Review Summary: & yet & yet & yet
D’ya have those bands whose goodness is worth more to you than most acts’ greatness, whose patchwork discographies never cease to endear themselves for reasons both pleasing and perplexing, whom you love for all their flaws, and whose homemade 50-track-plus FavSong playlists are absolutely
constantly in and out of your rotation? If not… well, it’s bizarre to see you pop up in this feral pocket of music nerddom for one thing, but-
uh(!)
if not, Spangle Call Lilli Line (do not parse) are a prime candidate for that vacancy! A Tokyo-based three-piece whose appeal and versatility boast uncommon breadth, their music is comforting and infallibly wholesome, and their career (now in decade #3) has taken indie, dream pop, post-rock, downtempo, slowcore and all the other ones in just about every direction they were ever supposed to go, and then some. The fruits of this range from sublime (
PURPLE,
Nanae), to steady (
Forest at the Head of a River) to shaky cocktails of one-part genius, four-parts frustration (
ISOLATION,
Dreams Never End); any inconsistency from release to release is outweighted by a remarkably constant assurance that just about anything under their name will have at least
something worth the price tag stowed away within it.
2021’s
Remember was a slight blip in this regard, positing the first SCLL record with precisely zero points of remarkability (albeit with no instances of outright catshit), but their latest album
Ampersand dishes out timely course correction, offering a tightly produced set of tracks that land as their strongest in several years. Stylistically, it continues in the vein of the sleek, lounge-ready dream pop that has guided SCLL’s sound since 2015’s
Ghost is Dead; its songwriting is a little more cursive and its arrangements busier, but it brings to mind the same cleansing breezes for the twilight hours. The band navigate these currents with the benefit of obvious experience and refinement: Kana Otsubo still has one of the most graceful voices in indie and her performance here is as exceptional as ever, while her multi-instrumentalist bandmates Ken Fujieda and Kiyoaki Sasahara go above and beyond when it comes to accenting her with a range of spiralling synth leads, richly textured guitars, and soothing e-piano chords. Opener “ira” is impeccably tasteful with its wash of svelte chords and vocal lines that would be the envy of any R&B studio, while “chroma” somehow extracts a calming impulse from more abrasive percussion tones. The record’s middle third flags somewhat flags when it comes to distinctive hooks, but there is little doubt throughout the record that we are in the hands of a veteran act still full of fresh ways to conjure an atmosphere they have long since mastered.

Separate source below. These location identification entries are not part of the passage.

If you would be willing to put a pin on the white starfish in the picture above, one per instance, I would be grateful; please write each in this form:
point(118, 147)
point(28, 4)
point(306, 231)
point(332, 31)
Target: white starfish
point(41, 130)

The record’s scope, however, is more economical than either necessity or wisdom dictate: its 32-minute runtime is a portent of
almost no-nonsense (we shall ignore “am”’s grating enactment of alarm-jingle–as–interlude), but the songwriting sells itself needlessly short. These tracks live and die on the strength of their chord progressions and production choices, both of which are conveniently strong, but are rarely afforded the slightest space to do more than lay down their take on the palette and scram. The two occasions where the record does allow itself to bloom - the respective codas of “suddenly” and “reillin” - are instant highlights, full of the bittersweet spaciousness that underpins so much of this band’s best work. It’s odd to hear a band twelve albums into their discography display such aversion towards overstaying their welcome - for all the delight to be had in this latest installment of bingeworthy comfort music,
Ampersand makes its potential to have been more than another foot-in-the-door record recurrently clear.